A few things stand out (spoilers of course) - the Chairman of Deutsche Bank had an armoured convoy with two vehicles with bodyguards. It makes sense seeing that someone was trying to kill him, but outside of that context it seems a lot. Most European politicians, including heads of state and government, have less today.

Second, he bled to death. I wonder what circumstances led to this, was the car too badly mangled and nobody could come to his aid? It's not something that happens instantaneously, i think, so there's some time to react. But maybe the blood loss couldn't be stopped ( severed legs, is there something that could be done? Would a tourniquet help?). No idea

saberdancer
It does say his legs were severed. So probably massive bleeding immediately and with the damage to the car, there was no chance to save him.
this_steve_j
The explosive device contained approximately 22 pounds of TNT, and detonated 3 feet away from the right rear passenger door.
fsckboy
a small point, but wikipedia says "The 7 kg bomb was hidden in a bag" which would be 15 lbs.

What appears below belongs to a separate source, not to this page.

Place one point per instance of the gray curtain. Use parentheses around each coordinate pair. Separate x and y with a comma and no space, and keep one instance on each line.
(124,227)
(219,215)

https://en.wikipedia.org/wiki/Alfred_Herrhausen#Assassinatio...

spiffistan
Also rather interesting that Vladimir Putin is thought to have been involved as the RAF handler, if those sources are veritable.
brazzy
> if those sources are veritable.

Those sources are pretty shit, honestly. One says the Red Army Faction claimed responsibility (this is not disputed). The other cites an (unnamed) "former Red Army Faction" claiming they had meetings with Putin, but makes no connection with the Herrhausen assassination.

zeristor
Also I heard on a History podcast, but can’t yet find any supporting evidence, that the Soviet Union funded the anti-nuclear power movement in West Germany leading to a dependence on Russian Gas.

Like I said if this is credible there should be some evidence, but I’d conjecture that perhaps Putin could have been part of that too

I’d have thought people would be crowing about that if it was the case.

Arnt
Extremely implausible.

The anti-nuclear movement wasn't driven by money. Still isn't. The organisations that wanted nuclear power used money, the ones against used people's time.

https://www.sueddeutsche.de/image/sz.1.3984639/1408x792

>1% of the population attended that demonstration, and demonstrations that big matter. But they're not a matter of payment. People weren't paid to go there, they didn't even have their travel costs reimbursed: You can't reimburse 100k people and hope to keep that secret. You can't even reimburse the ~5k organisers.

londons_explore
Even now, talking about it would lead to a quicker swing back to nuclear power hurting russia's interests.
dividedbyzero
Germany is already well on its way to try out renewables in earnest, so the anti-nuclear camp's arguments seem to have convinced a majority of the voters and environmentalists, socialists, conservatives all pushed this when in power. The arguments backing this wouldn't change, so I don't think such a revelation would have a big impact on German energy policy. Besides, the pro-nuclear camp has always had very deep pockets, so I guess whatever funds the Soviet Union/Russia might have provided would have at best/worst only leveled the playing field somewhat. Disclosing this might end some careers, though.
sofixa
In a similar vein, albeit with less geopolitics, Big Oil companies funded various environmental groups' anti-nuclear stances and protests, in order to solidify their grip on the energy market.
conradev
You have about three minutes for an arterial bleed. Perhaps less for two arterial bleeds. The proper technique would indeed to be tourniquet the legs, which you can do with anything (like strips of cloth) as long as you can make it tight enough.